The average accuracies over 20 random splits with the above parameters for each dataset are shown in Table 4. From the simulation results, we can obtain the following observation: (1) given sufficient labeled samples, all the supervised and semisupervised dimension reduction methods outperform nearest neighborhood classifier due to the utilization of label information and feature extraction; (2) the semisupervised dimension reduction methods are better than the corresponding supervised methods. For example, SDA outperforms RLDA by about 5–6% in COIL100 dataset with two labeled samples per class. For other datasets, it can outperform by 2–3%. This indicates that by incorporating the unlabeled set into the training procedure, the classification performance can be markedly improved, as the manifold structure embedded in the dataset is preserved; (3) we also observe that both SDA and the least-square solution in Table 1 can achieve the same classification results due to the reason as analyzed in Section 3; (4) the proposed LGR can deliver better accuracies than those delivered by other semisupervised dimension reduction methods such as SDA and Lap-RLS/L by about 3–4% in most datasets.

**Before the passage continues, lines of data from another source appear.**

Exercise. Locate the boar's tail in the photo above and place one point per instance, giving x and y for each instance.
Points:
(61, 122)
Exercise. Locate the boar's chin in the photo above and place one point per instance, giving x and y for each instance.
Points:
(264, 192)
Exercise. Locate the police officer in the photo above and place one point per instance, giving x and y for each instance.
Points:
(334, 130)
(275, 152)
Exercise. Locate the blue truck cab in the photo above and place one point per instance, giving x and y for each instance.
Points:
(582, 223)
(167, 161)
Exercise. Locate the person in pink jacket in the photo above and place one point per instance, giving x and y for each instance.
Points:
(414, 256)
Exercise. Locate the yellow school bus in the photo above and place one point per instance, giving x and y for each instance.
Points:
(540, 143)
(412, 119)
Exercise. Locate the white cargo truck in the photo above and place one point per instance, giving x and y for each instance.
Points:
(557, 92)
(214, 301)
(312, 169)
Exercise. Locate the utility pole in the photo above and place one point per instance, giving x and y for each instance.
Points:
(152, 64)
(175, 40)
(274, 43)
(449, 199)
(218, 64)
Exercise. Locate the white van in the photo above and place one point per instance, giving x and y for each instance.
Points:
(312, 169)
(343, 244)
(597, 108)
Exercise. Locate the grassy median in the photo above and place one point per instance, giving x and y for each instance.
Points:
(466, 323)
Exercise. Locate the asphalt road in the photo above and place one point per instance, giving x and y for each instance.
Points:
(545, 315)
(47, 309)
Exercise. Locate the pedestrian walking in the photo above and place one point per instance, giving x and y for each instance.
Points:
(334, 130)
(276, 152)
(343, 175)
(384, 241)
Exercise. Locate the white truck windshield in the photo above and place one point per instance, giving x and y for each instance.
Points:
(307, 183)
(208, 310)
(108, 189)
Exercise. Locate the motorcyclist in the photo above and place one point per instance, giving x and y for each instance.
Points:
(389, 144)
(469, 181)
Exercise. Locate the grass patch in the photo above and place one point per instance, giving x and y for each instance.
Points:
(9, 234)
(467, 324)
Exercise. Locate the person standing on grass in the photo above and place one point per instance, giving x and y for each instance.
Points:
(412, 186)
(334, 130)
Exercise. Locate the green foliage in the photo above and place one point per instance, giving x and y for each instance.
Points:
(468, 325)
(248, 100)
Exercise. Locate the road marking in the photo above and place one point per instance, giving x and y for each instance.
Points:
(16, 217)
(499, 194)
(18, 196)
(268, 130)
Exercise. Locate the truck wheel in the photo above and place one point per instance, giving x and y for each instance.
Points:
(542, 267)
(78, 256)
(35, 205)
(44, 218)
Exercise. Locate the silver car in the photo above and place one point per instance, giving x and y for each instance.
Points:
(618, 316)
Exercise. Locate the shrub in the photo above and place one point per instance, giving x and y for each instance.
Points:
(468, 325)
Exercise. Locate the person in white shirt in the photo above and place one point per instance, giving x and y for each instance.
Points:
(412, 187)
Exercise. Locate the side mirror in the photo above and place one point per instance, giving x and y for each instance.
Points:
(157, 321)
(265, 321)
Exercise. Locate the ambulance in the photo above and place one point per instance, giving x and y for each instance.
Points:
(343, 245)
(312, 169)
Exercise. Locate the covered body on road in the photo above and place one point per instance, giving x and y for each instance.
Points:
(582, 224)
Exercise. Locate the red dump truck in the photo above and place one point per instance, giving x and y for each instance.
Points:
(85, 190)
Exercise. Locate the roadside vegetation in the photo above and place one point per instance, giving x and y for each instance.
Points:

The improvement can even achieve almost 8% in ETH80 dataset with two labeled samples per class. The improvement is believed to be true that LGR aims to characterize both local and global discriminative information embedded in dataset, which is better to handle classification problem; (5) we observe that LGR outperform FME by about 2% in most cases. The main reason is that LGR has utilized a weighted normalized local discriminative Laplacian matrix to preserve both manifold and discriminative structures in dataset, which is better than only relying on neighborhood graph.